When:
Thursday, May 10, 2018
4:00 PM - 5:00 PM CT
Where: Chambers Hall, Lower Level, 600 Foster St, Evanston, IL 60208 map it
Audience: Faculty/Staff - Student - Public - Post Docs/Docs - Graduate Students
Cost: Open to the public / no registration required
Contact:
Joan Pinnell
(847) 491-7287
Group: Northwestern University Transportation Center
Category: Academic
Northwestern University Transportation Center presents:
"Travel Behavior Implication of Automated Vehicles"
Yoram Shiftan
Transportation Research Institute, Technion, Israel
Israel Institute Visiting Faculty, University of Illinois Chicago & Northwestern University
ABSTRACT:
The introduction of fully automated vehicles will catalyze changes in travel behavior and activity participation. Automated vehicles may affect the value of travel time, the amount of travel time, and the quantity and type of vehicle purchases. Additionally, automated vehicles may make travelers willing to commute and travel longer distances, increasing the accessibility of activities that are further away, and impact long term life decisions such as where to live and work, thereby impacting land-use, necessitating additional planning.

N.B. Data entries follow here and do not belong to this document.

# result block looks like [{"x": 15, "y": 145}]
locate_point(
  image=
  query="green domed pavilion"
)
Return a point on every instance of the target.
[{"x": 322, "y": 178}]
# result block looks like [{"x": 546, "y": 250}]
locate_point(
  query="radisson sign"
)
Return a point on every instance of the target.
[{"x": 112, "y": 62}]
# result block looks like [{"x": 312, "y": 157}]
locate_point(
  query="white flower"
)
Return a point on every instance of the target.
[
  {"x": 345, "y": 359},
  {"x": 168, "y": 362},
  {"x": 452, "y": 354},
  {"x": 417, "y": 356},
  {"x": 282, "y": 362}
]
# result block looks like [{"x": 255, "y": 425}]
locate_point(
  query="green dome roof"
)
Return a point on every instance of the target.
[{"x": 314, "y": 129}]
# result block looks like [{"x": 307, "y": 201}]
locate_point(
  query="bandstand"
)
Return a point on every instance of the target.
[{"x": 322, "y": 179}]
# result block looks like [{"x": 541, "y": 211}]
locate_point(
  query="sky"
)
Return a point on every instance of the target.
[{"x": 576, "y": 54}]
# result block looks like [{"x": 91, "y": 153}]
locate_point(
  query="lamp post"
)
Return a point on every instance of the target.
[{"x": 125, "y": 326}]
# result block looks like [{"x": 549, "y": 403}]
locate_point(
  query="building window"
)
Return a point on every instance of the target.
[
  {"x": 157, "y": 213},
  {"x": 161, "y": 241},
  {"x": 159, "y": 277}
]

Traditional approaches that are currently being employed are limited, because they either focus on safety and human factors rather than travel behavior (driving simulators; controlled test beds), assume travel behavior implications (micro-simulators; network analysis), or ask about hypothetical scenarios that are too unfamiliar to the subjects (stated preference studies). New methods and creative techniques for behavioral experiments are necessary, for example creative applications of stated preferences, focus groups, simulators, analogous modes, gaming, and virtual reality.
This presentation will discuss the travel behavior implications of fully automated vehicles, the methods to model them, and some initial results and recommendations. The presentation is based on three workshops co-organized by the author on this topic, the 2015 International Association of Travel Behavior (IATBR) conference, and the 2016 and 2017 Automated Vehicle Symposium.
SPEAKER BIO:
Yoram Shiftan is a Professor of Civil and Environmental Engineering in the Technion, and the head of Technion Transportation Research Institute, currently an Israel Institute Visiting Faculty at Northwestern University. Prof. Shiftan teaches and conducts research in travel behavior with a focus on activity-based modeling and response to policies, the complex relationships between transport, the environment and land use, transport economics and project evaluation. Prof. Shiftan was the editor of Transport Policy and the chair of the International Association of Travel Behavior Research (IATBR). Prof. Shiftan received his Ph.D. from MIT and since then has published dozens of papers and co-edited four books: "Transportation Planning" in the series of Classics in Planning; "Transition Towards Sustainable Mobility, The Role of Instruments, Individuals and Institutions"; "Sustainable Urban Transport"; and "Securing Transportation Systems."